Ministers of Podemos and businessmen… face to face
In the middle of an election year, the most obvious confrontations between the ‘purple’ bloc of the coalition government and the businessmen, when the employment situation has weakened so much in recent months, only add fuel to the fire. The allegations made by the Minister of Social Rights and leader of Podemos, Ione Belarra, to large distributors such as Mercadona or Carrefour for “filling their pockets” with food prices (coinciding with the drop in VAT on these products approved by the Executive ) have been the last example, but not the only one.
The agreement with EH Bildu for the control of collective dismissals by the Labor Inspectorate or the increase in the Minimum Interprofessional Wage for which the vice president Yolanda Díaz, closest to the thesis of the unions, has also heated the atmosphere with the employer. The First Vice President and Minister of Economic Affairs, Nadia Calviño, came up against both controversies this week, insisting that the statements must be “lowered down in general” and also emphasizing that the increases in the SMI must be compatible with job creation.
However, the deterioration of relations is already a fact. Even before these two episodes, the CEOE even stood up and ruled out sitting down again at the negotiating table to continue tackling key reforms such as the second part of the pensions, which in principle is expected to be approved before the end of the month so that it can enter into force retroactively from January 1 (as would happen with the rise of the SMI). The businessmen seem unwilling to offer more signs of understanding with the Executive – at least in the face of the gallery – and they practically consider the talks broken, in a position that sources close to the Government fear that it responds to a preconceived strategy.

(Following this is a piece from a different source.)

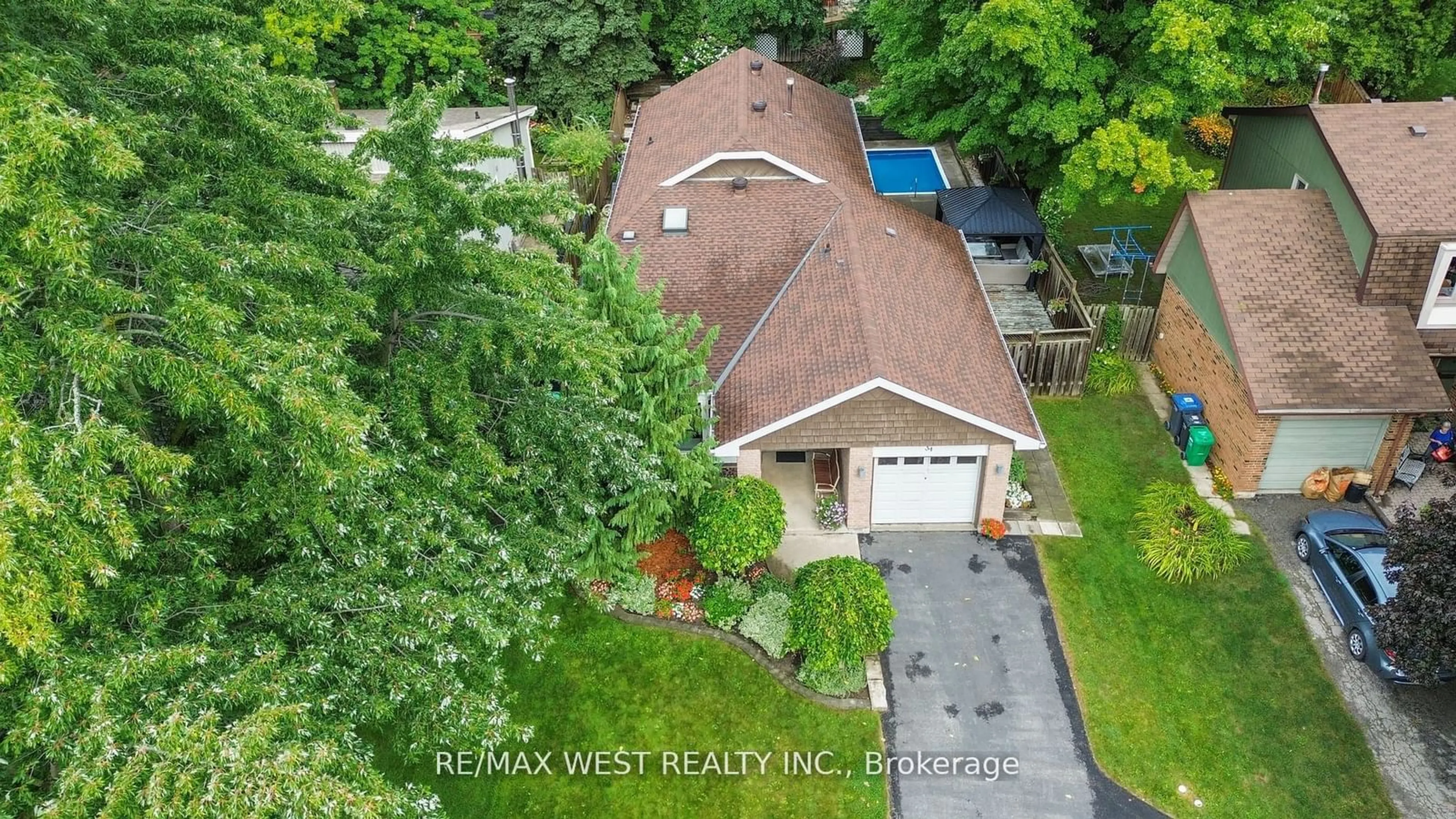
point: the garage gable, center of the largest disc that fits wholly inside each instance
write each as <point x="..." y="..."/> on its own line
<point x="877" y="419"/>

Elections and pending economic challenges
Clashes with businessmen and a battery of elections on the horizon (municipal and regional elections are held in May and general elections at the end of the year) do not go well with a year in which Spain will have to face the challenge of attracting international investors in order to supply sovereign debt purchases that until now had been carried out by the ECB. So far this is not being a problem. On Wednesday, the Treasury raised 13,000 million in a 10-year bond with a coupon of 3.15%, the highest since 2014, with a demand that came to exceed 86,000 million, the second highest in history.
We will have to see what happens from March, when the ECB becomes a net seller of debt and begins to get rid of the liabilities it accumulates in its balance. The banks, with which the tension has also been evident in recent months, should occupy an important part of this gap left by the issuer. A more agile awarding process for the bulk of the Next Generation funds, the possible arrival in the country of new projects from large companies less negative than expected, if price tensions ease and the economy holds up despite the expected drop in activity For some of the Eurozone partners, they can give the Government some oxygen for the coming months.